All-trans-retinoic acid (RA) plays a crucial role in survival and differentiation of neurons. For elucidating signaling mechanisms involved in RA-induced neuronal differentiation, we have selected SH-SY5Y cells, which are an established in vitro cell model for studying RA signaling. Here we report that RA-induced neuronal differentiation of SH-SY5Y cells is coupled with increased expression/activation of TGase and in vivo transamidation and activation of RhoA. In addition, RA promotes formation of stress fibers and focal adhesion complexes, and activation of ERK1/2, JNK1, and p38alpha/beta/gamma MAP kinases. Using C-3 exoenzyme (RhoA inhibitor) or monodansylcadaverine (TGase inhibitor), we show that transamidated RhoA regulates cytoskeletal rearrangement and activation of ERK1/2 and p38gamma MAP kinases. Further, by using stable SH-SY5Y cell lines (overexpressing wild-type, C277S mutant, and antisense TGase), we demonstrate that transglutaminase activity is required for activation of RhoA, ERK1/2, JNK1, and p38gamma MAP kinases. Activated MAP kinases differentially regulate RA-induced neurite outgrowth and neuronal marker expression. The results of our studies suggest a novel mechanism of RA signaling, which involves activation of TGase and transamidation of RhoA. RA-induced activation of TGase is proposed to induce multiple signaling pathways that regulate neuronal differentiation.

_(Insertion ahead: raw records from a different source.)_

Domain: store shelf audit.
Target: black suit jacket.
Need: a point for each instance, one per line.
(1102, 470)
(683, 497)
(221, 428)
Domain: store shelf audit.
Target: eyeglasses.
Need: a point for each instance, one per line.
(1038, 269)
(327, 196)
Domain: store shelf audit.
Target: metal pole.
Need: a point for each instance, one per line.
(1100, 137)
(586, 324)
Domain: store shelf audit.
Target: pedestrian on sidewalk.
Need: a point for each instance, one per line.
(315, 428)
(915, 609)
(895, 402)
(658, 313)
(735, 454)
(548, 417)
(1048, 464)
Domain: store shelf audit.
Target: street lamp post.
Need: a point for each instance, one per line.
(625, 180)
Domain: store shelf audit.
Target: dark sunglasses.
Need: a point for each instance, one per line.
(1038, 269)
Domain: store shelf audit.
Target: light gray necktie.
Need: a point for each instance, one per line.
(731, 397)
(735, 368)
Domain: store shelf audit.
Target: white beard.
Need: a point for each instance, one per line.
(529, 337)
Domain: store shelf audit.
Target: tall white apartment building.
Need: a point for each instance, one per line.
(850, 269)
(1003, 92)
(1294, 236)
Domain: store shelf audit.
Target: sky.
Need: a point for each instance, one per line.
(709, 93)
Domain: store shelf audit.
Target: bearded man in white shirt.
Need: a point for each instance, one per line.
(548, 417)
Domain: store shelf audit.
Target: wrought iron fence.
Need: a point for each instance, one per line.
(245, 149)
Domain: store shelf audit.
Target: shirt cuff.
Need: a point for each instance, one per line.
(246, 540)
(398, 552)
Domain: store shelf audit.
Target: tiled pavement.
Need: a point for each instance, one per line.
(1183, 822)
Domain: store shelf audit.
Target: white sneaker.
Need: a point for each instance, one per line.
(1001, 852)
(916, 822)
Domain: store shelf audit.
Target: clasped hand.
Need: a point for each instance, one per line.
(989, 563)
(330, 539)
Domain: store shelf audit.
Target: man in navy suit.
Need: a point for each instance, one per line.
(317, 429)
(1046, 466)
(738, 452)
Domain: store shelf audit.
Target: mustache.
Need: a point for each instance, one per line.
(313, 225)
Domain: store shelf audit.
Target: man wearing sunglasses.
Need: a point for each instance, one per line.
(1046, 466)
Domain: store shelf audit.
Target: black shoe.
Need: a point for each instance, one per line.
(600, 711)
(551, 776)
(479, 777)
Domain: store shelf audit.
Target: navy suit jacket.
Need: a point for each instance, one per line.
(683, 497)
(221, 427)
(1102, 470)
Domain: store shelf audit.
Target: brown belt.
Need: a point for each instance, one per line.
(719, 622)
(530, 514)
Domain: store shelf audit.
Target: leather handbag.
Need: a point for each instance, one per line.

A PKCbeta isoform mediates phorbol ester-induced activation of Erk1/2 and expression of neuronal differentiation genes in neuroblastoma cells

Protein kinase C (PKC) activation induces neuronal differentiation of SH-SY5Y neuroblastoma cells. This study examines the role of PKCbeta isoforms in this process. The PKCbeta-specific inhibitor LY379196 had no effect on 12-O-tetradecanoylphorbol 13-acetate (TPA)-induced neurite outgrowth from SH-SY5Y neuroblastoma cells. On the other hand, PKCbeta inhibition suppressed the TPA-stimulated increase in neuropeptide Y mRNA, activation of neuropeptide Y gene promoter elements, and phosphorylation of Erk1/2. The TPA-induced increase in neuropeptide Y expression was also inhibited by the MEK inhibitor PD98059. These data indicate that activation of a PKCbeta isoform, through a pathway involving Erk1/2, leads to increased expression of neuronal differentiation genes in neuroblastoma cells.